El tabaco como factor de riesgo modificable
El hábito de fumar se asocia con un aumento del riesgo de demencia total en torno al 30% comparado con nunca fumadores, y el riesgo de enfermedad de Alzheimer puede ser incluso mayor (aproximadamente 40%).
Por cada 20 cigarrillos diarios adicionales, el riesgo de demencia puede aumentar cerca de un 34%.
Un estudio poblacional reciente (HUNT, Noruega) encontró que los fumadores actuales tenían un 31% más de riesgo de demencia (RR 1,31), con un riesgo especialmente elevado en mujeres menores de 85 años (+54%).
Los mecanismos biológicos
El humo del tabaco perjudica la salud cerebral por múltiples vías:
1. Daño vascular. El consumo de cigarrillos promueve la aterosclerosis y la enfermedad cerebrovascular, ambos asociados con la demencia vascular y el Alzheimer.

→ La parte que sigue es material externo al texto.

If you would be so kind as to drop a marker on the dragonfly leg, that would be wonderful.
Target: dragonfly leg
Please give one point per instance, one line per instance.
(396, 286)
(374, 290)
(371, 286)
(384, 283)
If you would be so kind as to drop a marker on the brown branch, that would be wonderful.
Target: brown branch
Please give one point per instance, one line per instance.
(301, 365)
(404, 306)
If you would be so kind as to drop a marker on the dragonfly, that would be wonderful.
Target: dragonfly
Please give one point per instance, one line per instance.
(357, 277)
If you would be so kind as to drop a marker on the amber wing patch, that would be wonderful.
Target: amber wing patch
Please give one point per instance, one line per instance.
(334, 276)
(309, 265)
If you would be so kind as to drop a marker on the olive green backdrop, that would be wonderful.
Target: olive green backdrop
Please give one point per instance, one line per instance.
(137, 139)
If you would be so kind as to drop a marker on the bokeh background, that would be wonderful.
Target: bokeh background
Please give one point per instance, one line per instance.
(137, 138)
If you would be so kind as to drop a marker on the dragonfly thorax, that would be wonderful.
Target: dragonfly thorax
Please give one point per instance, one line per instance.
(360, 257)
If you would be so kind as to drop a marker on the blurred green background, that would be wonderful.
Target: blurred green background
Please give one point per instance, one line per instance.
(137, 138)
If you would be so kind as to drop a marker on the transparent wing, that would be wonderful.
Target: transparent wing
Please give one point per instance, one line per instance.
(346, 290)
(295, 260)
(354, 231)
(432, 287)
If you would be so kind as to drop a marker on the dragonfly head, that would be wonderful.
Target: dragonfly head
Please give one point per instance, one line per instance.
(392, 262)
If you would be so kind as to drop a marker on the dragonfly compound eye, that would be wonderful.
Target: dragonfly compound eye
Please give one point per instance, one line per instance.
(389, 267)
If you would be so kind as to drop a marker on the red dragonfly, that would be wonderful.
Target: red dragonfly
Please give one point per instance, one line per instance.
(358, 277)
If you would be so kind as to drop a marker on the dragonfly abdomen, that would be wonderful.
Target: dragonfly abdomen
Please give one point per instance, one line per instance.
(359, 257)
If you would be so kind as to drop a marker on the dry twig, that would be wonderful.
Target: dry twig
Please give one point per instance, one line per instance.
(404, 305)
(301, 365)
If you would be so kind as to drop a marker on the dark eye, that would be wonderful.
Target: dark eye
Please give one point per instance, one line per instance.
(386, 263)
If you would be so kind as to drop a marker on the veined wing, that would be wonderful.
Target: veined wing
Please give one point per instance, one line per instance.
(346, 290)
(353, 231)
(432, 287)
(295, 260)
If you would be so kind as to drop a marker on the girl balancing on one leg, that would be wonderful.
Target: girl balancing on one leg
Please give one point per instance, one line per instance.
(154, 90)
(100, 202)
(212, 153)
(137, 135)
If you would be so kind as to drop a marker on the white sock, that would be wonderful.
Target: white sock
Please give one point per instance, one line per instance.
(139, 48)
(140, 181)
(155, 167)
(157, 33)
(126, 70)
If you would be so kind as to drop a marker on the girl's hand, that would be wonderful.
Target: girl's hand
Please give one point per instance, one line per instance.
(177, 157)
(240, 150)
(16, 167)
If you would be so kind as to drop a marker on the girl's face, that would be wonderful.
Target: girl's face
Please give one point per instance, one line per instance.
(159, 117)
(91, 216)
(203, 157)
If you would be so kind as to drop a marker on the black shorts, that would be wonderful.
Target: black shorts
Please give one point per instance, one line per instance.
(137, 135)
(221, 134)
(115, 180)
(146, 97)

2. Inflamación e injuria neuronal. Las toxinas del humo generan estrés oxidativo crónico y neuroinflamación.
3. Atrofia cerebral acelerada. Evidencia reciente sugiere que fumar se asocia con una aceleración de la atrofia cerebral relacionada con la edad.
Prevención: ¿qué dice la evidencia?
Dejar de fumar reduce el riesgo: los estudios muestran que los ex-fumadores no tienen un riesgo aumentado de demencia comparado con nunca fumadores, especialmente si el abandono se hizo temprano o en mediana edad.
Un trabajo reciente en adultos de múltiples países encontró que quienes dejan de fumar en la mediana edad pueden, en 10 años, presentar un riesgo de demencia similar al de nunca fumadores, con menor declive cognitivo comparado con los que fuman.
Un enfoque integral de prevención
Si bien el tabaquismo es importante, abordar otros factores, cómo la hipertensión arterial, la inactividad física, la obesidad, el aislamiento social, y la educación, puede potencialmente prevenir o retrasar casi la mitad de los casos de demencia si se actúa desde etapas tempranas o medias de la vida.